Cecilia, who has taken part in various aged care Inquiries and research projects since the problematic 1997 Aged Care Act was introduced, says the point of difference with Aged Care Reform Now is that it is focused on exposing problems, and finding solutions too.

Since it was established, the group has achieved influential change throughout the aged care reform process by writing research reports and making submissions to Inquiries.

As real aged care reform has finally begun to be implemented under the Albanese Government, highlighted by RN 24/7 and mandated care minutes legislation, Aged Care Reform Now continues to advocate for change.

“It’s piecemeal,” Liz says of the improvements.

“We’re trying to undo the damage that was done by the 1997 Aged Care Act.

“The public, who don’t have any involvement with aged care, all they see is the glossy brochures. They’re looking at a retirement village picture. They’re not looking at the reality of 80% of residents having cognitive disability, having Parkinson’s, the falls.”

According to Cecilia, the nursing profession always has to fight to be heard when it comes to their work and wellbeing. Unless nurses continue to be activists, things won’t change.

“Nurses at the bedside, and in the community, they see it. They see the reality of poor management. They see the reality of not enough staff. They’re feeling the effects of burnout, even pre-COVID, the burnout was already revealing itself and people were looking at leaving the profession. If nurses realised that they can change things, by engaging in the political process and lobbying policymakers about their work and speaking out, then maybe things could just be that little bit better.”

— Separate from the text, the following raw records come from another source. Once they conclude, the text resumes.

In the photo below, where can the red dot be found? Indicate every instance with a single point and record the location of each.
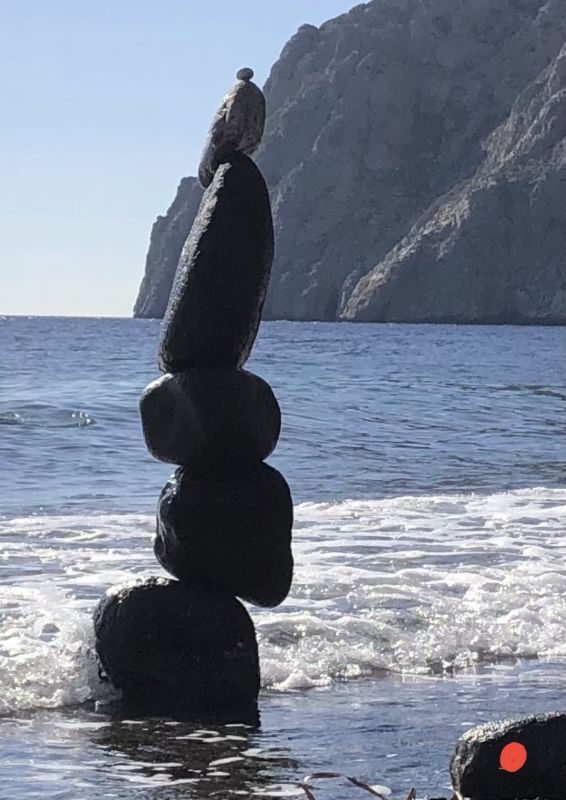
(513, 757)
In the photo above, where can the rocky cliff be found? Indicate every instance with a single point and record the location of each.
(415, 155)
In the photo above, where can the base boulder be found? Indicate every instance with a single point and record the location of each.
(182, 652)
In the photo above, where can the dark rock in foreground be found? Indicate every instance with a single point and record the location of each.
(181, 652)
(217, 298)
(210, 416)
(477, 771)
(231, 532)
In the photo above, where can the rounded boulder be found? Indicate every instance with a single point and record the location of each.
(178, 651)
(206, 416)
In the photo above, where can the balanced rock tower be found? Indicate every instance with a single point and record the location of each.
(187, 647)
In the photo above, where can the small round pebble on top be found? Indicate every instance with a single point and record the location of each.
(245, 74)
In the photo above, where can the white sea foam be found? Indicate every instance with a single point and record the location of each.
(414, 584)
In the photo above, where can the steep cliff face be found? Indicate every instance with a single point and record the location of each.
(375, 119)
(167, 239)
(493, 249)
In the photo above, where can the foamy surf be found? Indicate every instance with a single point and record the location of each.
(425, 584)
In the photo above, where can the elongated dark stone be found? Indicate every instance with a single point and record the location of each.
(519, 760)
(231, 533)
(179, 651)
(237, 126)
(215, 306)
(209, 416)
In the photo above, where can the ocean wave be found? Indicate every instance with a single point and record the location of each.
(419, 585)
(38, 416)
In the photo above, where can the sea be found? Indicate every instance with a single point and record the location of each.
(427, 466)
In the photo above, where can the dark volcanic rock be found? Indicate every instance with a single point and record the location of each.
(231, 531)
(476, 768)
(210, 416)
(168, 236)
(237, 126)
(375, 117)
(215, 306)
(178, 651)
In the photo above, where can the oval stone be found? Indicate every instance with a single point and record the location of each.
(207, 416)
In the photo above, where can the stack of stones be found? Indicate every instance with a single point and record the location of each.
(187, 647)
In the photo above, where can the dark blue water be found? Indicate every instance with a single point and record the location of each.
(427, 465)
(368, 410)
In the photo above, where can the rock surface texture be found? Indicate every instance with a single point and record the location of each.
(187, 648)
(426, 177)
(521, 760)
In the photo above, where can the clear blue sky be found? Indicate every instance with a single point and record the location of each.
(105, 107)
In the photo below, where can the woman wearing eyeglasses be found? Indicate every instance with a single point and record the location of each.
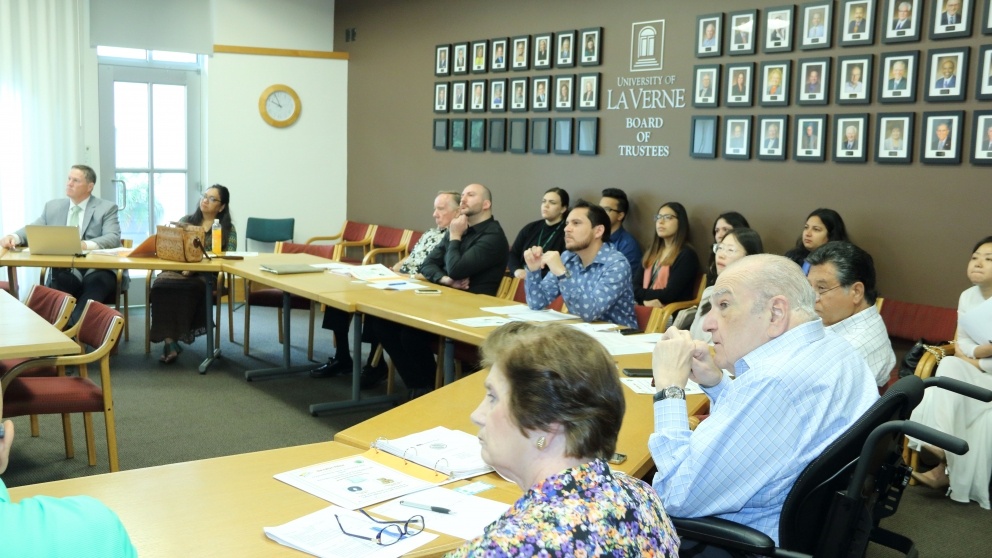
(737, 243)
(549, 422)
(177, 305)
(670, 265)
(547, 232)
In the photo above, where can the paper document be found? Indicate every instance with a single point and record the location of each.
(484, 321)
(643, 385)
(353, 482)
(319, 534)
(452, 452)
(470, 514)
(374, 272)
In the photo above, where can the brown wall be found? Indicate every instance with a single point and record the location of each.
(918, 221)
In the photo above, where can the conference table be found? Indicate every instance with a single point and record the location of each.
(94, 260)
(218, 507)
(24, 334)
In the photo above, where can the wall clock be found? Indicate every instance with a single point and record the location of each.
(279, 105)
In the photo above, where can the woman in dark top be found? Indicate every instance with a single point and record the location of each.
(548, 232)
(670, 265)
(822, 226)
(725, 223)
(177, 299)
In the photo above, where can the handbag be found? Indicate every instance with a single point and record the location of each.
(179, 242)
(913, 356)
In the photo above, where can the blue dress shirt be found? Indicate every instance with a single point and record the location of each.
(793, 396)
(600, 291)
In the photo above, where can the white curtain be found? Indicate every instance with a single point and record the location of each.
(40, 107)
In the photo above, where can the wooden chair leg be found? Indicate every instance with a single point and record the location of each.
(70, 450)
(90, 441)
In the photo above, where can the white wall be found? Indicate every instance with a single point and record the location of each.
(300, 171)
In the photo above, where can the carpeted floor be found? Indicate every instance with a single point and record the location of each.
(168, 414)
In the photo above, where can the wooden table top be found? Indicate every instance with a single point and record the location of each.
(217, 507)
(24, 334)
(451, 406)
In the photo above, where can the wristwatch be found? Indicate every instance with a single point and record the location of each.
(671, 392)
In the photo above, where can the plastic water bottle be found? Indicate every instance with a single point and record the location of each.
(215, 240)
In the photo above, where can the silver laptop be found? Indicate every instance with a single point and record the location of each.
(48, 240)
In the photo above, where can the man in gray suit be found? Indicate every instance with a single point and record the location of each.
(99, 228)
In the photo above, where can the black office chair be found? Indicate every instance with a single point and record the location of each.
(835, 506)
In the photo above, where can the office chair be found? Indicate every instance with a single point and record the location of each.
(836, 504)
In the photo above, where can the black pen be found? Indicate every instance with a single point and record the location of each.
(426, 507)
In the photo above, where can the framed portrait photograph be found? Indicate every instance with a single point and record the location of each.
(440, 139)
(520, 53)
(591, 41)
(775, 83)
(816, 31)
(497, 135)
(543, 51)
(950, 19)
(850, 137)
(772, 132)
(589, 91)
(540, 136)
(859, 22)
(564, 92)
(901, 21)
(562, 136)
(565, 49)
(778, 29)
(810, 133)
(709, 35)
(812, 81)
(518, 135)
(500, 47)
(518, 95)
(540, 101)
(743, 26)
(478, 95)
(587, 136)
(739, 79)
(441, 97)
(897, 77)
(477, 134)
(853, 80)
(703, 137)
(706, 85)
(737, 137)
(947, 74)
(894, 137)
(480, 58)
(981, 149)
(460, 66)
(940, 143)
(457, 134)
(442, 58)
(983, 85)
(497, 95)
(458, 89)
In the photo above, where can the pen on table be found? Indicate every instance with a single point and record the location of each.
(426, 507)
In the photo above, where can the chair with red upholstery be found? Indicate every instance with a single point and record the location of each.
(353, 235)
(99, 327)
(272, 298)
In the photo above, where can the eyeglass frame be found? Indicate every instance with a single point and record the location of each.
(404, 530)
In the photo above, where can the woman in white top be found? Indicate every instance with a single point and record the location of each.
(966, 476)
(736, 243)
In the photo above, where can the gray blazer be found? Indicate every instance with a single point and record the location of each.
(99, 223)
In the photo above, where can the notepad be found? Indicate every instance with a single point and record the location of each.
(289, 269)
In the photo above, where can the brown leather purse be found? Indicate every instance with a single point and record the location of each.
(179, 242)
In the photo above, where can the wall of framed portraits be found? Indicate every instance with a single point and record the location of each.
(879, 109)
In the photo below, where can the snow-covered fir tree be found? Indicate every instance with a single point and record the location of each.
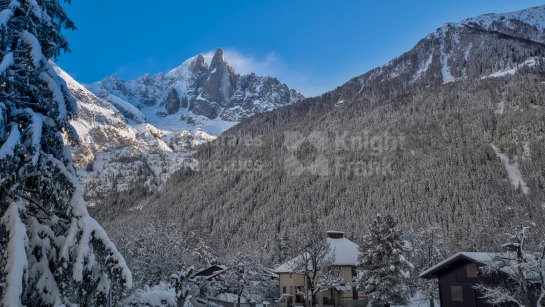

Liz says she saw the difference that can be made first-hand when, in 2018, palliative care ratios were finally implemented through the ward.

“It was almost a state of shock – I didn’t have to do unpaid overtime anymore,” she says.

Aged care is a different, much more complex issue, however, due to system privatisation and the complexities of it being a federally legislated environment that will require lengthy ongoing activism.

After decades in nursing, both Liz and Cecilia maintain that the only way to achieve real workforce change is to join your union and become active members.

“They [nurses] should get involved because people who make policy about what you do, you’ve got to be able to stand up and say ‘No, that doesn’t work’. If it’s not working, you need to stand up and say so. And you need to be able to be safe to do that,” suggests Cecilia.

“Nursing is the best career. It’s a lifelong career,” adds Liz.

“You can change fields. It’s intellectually stimulating. You get to work with a diverse group of people.

“But you have to be actively involved [in your union]. The fantastic thing about the ANMF (Vic Branch) is that we’ve had wonderful leadership and we’ve had generations of nurses who’ve said – we can do better.”